A RESERVE Bank analysis of the housing market has high-lighted the rapid growth in lending to investors.
This trend helps to explain the Reserve Bank’s unease about the state of the national housing market (see main article).
Since 1990, bank lending to owner-occupiers has grown at an annual rate of 13.5 per cent.
Bank lending to investors has grown much faster, up 21.0 per cent each year.
As a result, investor loans now account for 31 per cent of the banking industry’s total stock of housing loans, double the level in 1990. The Reserve Bank says this trend is not surprising in light of banking deregulation and increased competition in the housing loans market.
However, it does seem concerned by more recent developments. Over the past 18 months or so, investor loans have grown “exceptionally quickly”.
“Loans to investors have accounted for more than half the pick-up in monthly loan appro-vals in the current upswing in the housing cycle,” the bank said.

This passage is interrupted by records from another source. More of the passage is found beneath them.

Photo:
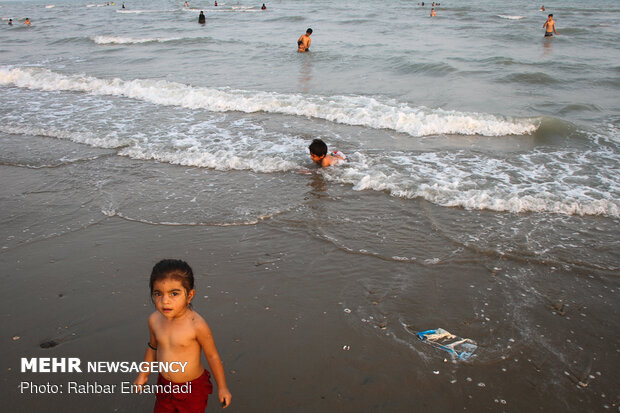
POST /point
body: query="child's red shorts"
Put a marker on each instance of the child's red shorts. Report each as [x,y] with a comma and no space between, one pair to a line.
[190,402]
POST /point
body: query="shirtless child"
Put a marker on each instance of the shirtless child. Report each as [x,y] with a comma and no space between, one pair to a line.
[549,26]
[303,43]
[318,153]
[178,333]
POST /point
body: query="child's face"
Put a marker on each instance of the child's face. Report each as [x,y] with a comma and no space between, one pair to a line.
[170,297]
[316,158]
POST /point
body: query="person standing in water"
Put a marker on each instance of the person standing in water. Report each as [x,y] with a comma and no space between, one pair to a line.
[549,26]
[303,44]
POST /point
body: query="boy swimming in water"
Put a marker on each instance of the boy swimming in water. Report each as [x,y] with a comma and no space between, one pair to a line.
[303,44]
[179,334]
[318,153]
[549,26]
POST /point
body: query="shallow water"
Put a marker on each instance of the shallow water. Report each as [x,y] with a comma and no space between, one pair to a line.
[482,189]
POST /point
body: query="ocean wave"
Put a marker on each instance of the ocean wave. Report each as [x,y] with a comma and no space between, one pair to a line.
[351,110]
[556,182]
[508,17]
[131,40]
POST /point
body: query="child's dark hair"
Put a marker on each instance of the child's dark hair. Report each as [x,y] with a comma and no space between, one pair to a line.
[173,269]
[318,147]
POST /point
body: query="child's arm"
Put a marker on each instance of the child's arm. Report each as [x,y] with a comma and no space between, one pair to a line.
[205,339]
[149,356]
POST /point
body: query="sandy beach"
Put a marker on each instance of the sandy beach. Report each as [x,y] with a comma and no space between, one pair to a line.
[481,196]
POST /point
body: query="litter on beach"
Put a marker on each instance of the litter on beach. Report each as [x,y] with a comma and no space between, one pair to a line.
[460,348]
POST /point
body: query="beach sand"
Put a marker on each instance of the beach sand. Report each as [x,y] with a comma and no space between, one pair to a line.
[278,303]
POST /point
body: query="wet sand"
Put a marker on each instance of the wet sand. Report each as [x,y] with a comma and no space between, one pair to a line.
[277,302]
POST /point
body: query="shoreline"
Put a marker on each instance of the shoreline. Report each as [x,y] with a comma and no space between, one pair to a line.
[281,326]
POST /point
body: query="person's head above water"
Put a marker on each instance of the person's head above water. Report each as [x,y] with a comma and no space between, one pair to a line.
[318,148]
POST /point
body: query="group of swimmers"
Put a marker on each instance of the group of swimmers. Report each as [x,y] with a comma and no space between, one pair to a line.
[202,18]
[172,290]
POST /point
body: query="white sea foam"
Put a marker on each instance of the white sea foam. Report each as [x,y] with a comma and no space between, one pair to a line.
[131,40]
[503,16]
[352,110]
[482,183]
[142,11]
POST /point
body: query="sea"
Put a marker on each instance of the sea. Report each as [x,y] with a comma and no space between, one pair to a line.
[470,137]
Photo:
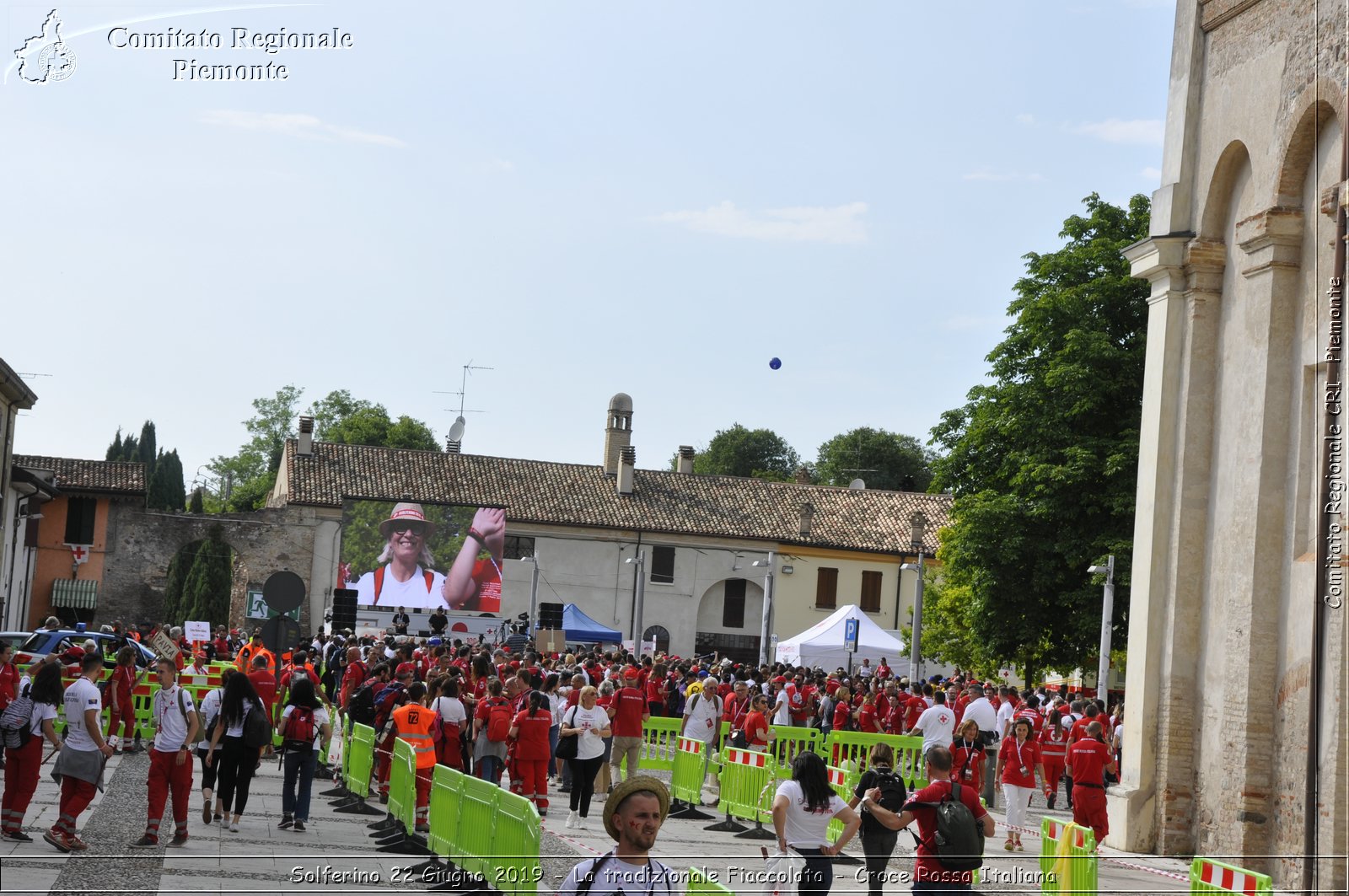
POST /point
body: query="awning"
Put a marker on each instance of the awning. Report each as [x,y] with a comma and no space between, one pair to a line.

The Reserve Bank believes this growth may partly reflect “the growing perception that returns in the share market will be lower than those seen in the preceding five years or so, with the implication that investment in property is preferable in terms of risk and return”.
It counsels investors to question the outlook for housing returns.
“The large increase in supply of properties to the rental market which is occurring at present must raise some doubts about the prospects for returns on this type of investment over the next several years,” the bank said.
“Any assumption by investors that future capital gains can be assured will have to undergo some revision.”